Changing conditions - changing ourselves

At this time of year, in the afterglow of the festive period and - who knows? - the aftermath of too many mince pies, too much TV and general excess, many of us like to take stock of our lives and make resolutions for the coming year. We might want to stop doing certain things - like smoking, eating or drinking too much or even working too hard - or we might want to take up a new hobby or learn a new skill - for instance, the piano or a foreign language. Our resolutions might even mean changing behaviour or attitudes: resolving to get on better with a difficult colleague or to be less critical of people in general.

All of this indicates that, in some way, we are not completely satisfied with our life: at the very least, we can see that there is room for improving it still further. Dissatisfaction, according to Buddhism, is a fundamental aspect of human life; it can take many forms, ranging from the pain of toothache, through nameless feelings of fear and anxiety, all the way down to a feeling that something just isn't right: an indefinable sense of lack. It is experiences of unsatisfactoriness like this that drive us to change our conditions: if I could get a new job, a computer upgrade, go on the ideal holiday or start a new relationship, then I would be completely and permanently happy. We may not rationally think like that, but this is at some deep emotional level what we believe, and this emotional belief is what drives the advertising industry - and even consumerism itself! But experience always in the end shows us that the happiness we get from things "out there" in the world, far from being perfect and lasting, is limited and only lasts for a while: things break, the first thrill of a new relationship fades, the dream job turns out in the end not to be the answer to all our prayers.

I'm not trying to say that making resolutions to change our conditions is a waste of time. Far from it. In many situations it can be a definite change for the better to leave an unsatisfying job - although, in these uncertain times, this might be a risky move - or to acquire a new skill. But the point I want to make is that, according to Buddhism, the conditions which make us happy or unhappy are as much internal as external - in fact, even more so!

The Buddha's teachings say that what causes us to suffer are our own inner attitudes: our tendency to seek happiness in external conditions that can't ultimately provide it and to push away anything in our experience - very often other people - that appears to be getting in the way of our pursuit of happiness. Buddhism tells us that, if we really want to stop suffering, we have to stop doing this. It also suggests ways in which we can do so. For example, instead of always trying to find happiness in buying things and seeking out endless variety to stave off boredom, we can choose to be generous, as giving has the effect of opening us up to others. Or we can try to develop contentment: the ability to be happy with our lot, to be fully engaged in life as it presents itself from moment to moment. Developing an appreciation of nature can open us up to a greater experience of beauty and fulfilment. On the other hand, instead of reacting with anger and ill-will to difficult situations and people, we can try to cultivate good will and empathy; one way of doing this is to realise that the difficulty we have with someone is only a small part of a very broad picture and that the person we find so difficult has a life that in all the most important ways is very much like our own - they also want to be happy and have joys, hopes and fears, just as we do. This ability to identify imaginatively with the lives of others is the cornerstone of empathy - and empathy opens the door to understanding, love and compassion.

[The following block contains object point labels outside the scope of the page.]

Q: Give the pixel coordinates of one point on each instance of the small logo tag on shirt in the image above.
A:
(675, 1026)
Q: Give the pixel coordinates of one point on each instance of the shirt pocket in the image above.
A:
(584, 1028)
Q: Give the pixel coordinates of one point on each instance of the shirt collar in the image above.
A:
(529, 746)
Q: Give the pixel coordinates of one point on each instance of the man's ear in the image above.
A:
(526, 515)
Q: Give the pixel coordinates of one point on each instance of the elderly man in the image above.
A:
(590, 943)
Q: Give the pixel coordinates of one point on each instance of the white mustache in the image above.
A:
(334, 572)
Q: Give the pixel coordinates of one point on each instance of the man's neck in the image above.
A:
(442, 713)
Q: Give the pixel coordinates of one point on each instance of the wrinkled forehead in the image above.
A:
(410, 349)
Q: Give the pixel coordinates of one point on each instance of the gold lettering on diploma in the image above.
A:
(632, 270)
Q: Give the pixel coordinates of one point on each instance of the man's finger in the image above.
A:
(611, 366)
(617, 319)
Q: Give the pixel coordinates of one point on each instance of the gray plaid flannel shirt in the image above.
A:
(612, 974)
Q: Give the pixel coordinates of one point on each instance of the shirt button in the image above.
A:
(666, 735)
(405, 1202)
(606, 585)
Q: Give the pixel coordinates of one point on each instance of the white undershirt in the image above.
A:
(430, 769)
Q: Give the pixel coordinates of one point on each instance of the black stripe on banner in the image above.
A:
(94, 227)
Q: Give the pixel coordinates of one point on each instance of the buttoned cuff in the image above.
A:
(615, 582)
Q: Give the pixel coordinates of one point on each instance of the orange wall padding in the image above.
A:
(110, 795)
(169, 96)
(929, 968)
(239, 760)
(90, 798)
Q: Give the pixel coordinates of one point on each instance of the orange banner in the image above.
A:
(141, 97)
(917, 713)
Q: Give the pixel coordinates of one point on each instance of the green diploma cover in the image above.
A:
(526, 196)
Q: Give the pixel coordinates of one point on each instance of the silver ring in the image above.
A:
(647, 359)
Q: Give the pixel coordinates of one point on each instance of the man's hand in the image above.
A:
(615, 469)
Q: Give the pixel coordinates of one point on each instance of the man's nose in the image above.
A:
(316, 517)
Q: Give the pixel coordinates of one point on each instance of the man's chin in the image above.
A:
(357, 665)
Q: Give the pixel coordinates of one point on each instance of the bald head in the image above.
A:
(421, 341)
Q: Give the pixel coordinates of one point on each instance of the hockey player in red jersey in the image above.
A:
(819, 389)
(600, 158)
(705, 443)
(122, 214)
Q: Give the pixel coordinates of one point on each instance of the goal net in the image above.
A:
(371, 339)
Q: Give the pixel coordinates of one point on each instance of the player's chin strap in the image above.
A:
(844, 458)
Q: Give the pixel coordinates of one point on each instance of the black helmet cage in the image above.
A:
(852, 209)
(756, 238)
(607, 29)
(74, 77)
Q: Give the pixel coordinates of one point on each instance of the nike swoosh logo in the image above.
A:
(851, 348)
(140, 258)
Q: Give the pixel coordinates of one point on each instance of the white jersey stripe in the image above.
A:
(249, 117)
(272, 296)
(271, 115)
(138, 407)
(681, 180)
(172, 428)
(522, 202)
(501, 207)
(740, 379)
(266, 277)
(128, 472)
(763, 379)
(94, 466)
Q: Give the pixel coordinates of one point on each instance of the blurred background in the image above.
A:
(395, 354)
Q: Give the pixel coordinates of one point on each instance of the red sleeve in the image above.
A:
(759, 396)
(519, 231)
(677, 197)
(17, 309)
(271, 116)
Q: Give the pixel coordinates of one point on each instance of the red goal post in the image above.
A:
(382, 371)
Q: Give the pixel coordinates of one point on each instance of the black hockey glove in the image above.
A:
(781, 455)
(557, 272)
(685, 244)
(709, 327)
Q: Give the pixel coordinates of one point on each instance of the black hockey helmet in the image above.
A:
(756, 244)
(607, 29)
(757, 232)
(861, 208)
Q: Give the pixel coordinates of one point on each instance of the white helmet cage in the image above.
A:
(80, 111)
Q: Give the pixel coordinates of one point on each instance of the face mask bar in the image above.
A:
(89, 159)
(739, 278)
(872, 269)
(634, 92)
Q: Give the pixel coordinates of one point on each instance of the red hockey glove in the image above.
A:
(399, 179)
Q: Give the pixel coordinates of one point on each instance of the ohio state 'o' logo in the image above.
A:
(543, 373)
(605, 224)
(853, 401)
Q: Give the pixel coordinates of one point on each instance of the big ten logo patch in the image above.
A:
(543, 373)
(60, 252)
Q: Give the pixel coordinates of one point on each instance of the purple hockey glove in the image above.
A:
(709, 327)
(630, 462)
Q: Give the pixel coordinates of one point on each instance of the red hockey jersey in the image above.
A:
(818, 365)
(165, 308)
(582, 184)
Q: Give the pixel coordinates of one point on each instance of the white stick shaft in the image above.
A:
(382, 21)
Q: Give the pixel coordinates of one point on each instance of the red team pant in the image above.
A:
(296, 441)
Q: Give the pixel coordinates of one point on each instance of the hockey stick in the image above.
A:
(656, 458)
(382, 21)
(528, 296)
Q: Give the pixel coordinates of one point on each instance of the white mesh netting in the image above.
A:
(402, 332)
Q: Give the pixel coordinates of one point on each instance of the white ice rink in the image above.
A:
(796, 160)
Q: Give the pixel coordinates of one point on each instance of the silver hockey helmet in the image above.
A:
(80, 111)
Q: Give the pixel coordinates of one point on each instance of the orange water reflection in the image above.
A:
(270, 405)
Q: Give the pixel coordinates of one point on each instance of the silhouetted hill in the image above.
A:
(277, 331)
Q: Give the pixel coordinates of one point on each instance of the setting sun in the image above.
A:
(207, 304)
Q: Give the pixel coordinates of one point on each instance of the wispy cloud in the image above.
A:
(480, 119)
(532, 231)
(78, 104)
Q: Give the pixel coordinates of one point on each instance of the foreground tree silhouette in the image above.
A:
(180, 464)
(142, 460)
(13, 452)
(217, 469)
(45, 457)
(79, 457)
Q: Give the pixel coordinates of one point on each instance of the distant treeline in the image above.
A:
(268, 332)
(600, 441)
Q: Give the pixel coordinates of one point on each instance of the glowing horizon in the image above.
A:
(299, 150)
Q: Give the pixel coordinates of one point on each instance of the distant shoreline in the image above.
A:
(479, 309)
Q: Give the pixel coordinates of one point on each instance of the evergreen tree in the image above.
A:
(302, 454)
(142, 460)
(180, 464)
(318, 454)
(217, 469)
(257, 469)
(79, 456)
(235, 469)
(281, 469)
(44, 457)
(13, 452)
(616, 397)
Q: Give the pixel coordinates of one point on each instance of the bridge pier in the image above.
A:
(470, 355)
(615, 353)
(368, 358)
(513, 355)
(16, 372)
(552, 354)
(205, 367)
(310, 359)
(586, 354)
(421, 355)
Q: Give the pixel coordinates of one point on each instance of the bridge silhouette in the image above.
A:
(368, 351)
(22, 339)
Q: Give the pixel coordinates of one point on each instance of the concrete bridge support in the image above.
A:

None of this is easy. Changing the habitual patterns of the mind is a difficult and slow process. Resolutions often break down because we expect too much of ourselves. But you can look for success in the form of small breakthroughs: instead of cold-shouldering the difficult person, you can try out a smile; instead of indulging in retail therapy when you feel down, you might once in a while consider spending time in nature or just hanging out with a friend. Instead of automatically switching on the radio when you get up in the morning, it might be worth just walking out into the garden for a few minutes. Who knows? - you might even hear the birdsong.